Our son was super excited to start school, and we only furthered the cause. He’s been looking forward to school for months, and we were unwilling to temper his excitement; therefore, getting him to think that kindergarten was going to be fun, wasn’t an issue.
“Put on/take off shoes/boots independently.”
I started working on tying shoes with our son, back when he was four. Therefore, we had plenty of time and practice to prepare for this one well in advance. I continue, each morning, to have him practice tying, and then double-knotting his shoes, then I go back and tighten things up if necessary once he’s done.
“Zip/unzip backpacks and coats.”
We started working on zipping up pants and jackets around the same time we started working on shoe tying. Again, each morning, I have him attempt this first (as longer as he’s wearing zippers) on his own before providing any assistance.
“Sit and listen to a storybook read aloud for at least 10 minutes.”
To get our son in the school groove for sitting and listening (since he didn’t attend pre-school), we took him to story times at the local library. This got him used to sitting still and listening to stories in a group atmosphere before he got to kindergarten.
“Know full name (first and last) and nickname (if applicable).”

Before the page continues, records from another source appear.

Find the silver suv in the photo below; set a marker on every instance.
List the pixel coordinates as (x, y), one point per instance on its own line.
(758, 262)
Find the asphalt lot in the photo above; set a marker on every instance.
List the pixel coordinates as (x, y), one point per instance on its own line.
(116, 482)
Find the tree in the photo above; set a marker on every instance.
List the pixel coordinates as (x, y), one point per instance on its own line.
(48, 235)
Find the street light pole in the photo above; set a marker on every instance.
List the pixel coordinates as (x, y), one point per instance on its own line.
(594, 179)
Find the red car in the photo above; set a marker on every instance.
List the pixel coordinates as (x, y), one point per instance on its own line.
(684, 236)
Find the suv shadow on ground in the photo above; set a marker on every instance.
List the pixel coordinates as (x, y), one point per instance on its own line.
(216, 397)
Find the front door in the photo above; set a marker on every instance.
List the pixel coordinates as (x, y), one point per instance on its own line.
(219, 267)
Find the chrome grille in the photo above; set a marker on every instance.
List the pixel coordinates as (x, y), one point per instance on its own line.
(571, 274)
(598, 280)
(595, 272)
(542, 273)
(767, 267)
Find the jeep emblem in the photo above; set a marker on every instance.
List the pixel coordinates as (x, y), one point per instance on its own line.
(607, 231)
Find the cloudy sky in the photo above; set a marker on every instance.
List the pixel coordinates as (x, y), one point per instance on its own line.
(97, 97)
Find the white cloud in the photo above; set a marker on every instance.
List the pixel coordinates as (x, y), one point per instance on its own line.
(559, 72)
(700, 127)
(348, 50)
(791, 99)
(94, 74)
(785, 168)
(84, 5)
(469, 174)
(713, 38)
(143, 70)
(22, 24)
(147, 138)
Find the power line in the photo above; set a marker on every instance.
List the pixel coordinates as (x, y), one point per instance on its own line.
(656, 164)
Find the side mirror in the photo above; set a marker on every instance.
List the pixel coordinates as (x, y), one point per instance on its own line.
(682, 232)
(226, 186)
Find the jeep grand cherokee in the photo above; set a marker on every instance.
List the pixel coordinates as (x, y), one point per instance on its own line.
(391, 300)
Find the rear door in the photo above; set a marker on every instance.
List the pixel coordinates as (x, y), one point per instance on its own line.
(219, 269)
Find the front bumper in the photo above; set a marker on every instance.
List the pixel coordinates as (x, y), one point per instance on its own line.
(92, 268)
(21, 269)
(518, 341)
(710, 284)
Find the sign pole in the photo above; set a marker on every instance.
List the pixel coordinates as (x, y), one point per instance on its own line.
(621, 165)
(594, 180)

We would regularly do worksheets and workbook pages just about every weekday from the time our son was three until he reached kindergarten. Rather than just have him do the activity, even if it was just coloring, I would often have him right his name (sometimes just first, sometimes first and last) at the top of the page.
“Know address including house number, street, town, state.”
Having our son know his address was something I began working on during the winter before kindergarten. I did it not so much for the school aspect of it but rather for the safety and security side, just in case he was ever separated from an adult while at school.
“Know telephone number including area code.”
For safety purposes, we correlated him learning his phone number with his learning our address. I found that writing the number down for him and then having him copy it multiple time, saying it as he went, worked well for his learning both our phone number and address.
“Know birthday — month and day.”
Our son considers his birthday a major event; therefore, knowing this information was simple for him. There was no way he would let anyone forget his birthday…believe me.
“Practice greeting adults/peers using direct eye contact.”
Again, this is something we’ve worked on since our son was little. As he’s gotten older, I’ve added in shaking hands, which I think is a more adult approach to the greeting, but one that I’d rather have him become accustomed to sooner than later.
“School rules may be different than rules at home, but, like all rules, they are there to keep us safe and help us learn.”
This readiness skill was one that we really didn’t prepare him for too much. Since he didn’t attend preschool, all he really had were home rules. The story sessions at the library helped a little, but he’s transitioned reasonably well to this aspect of school life.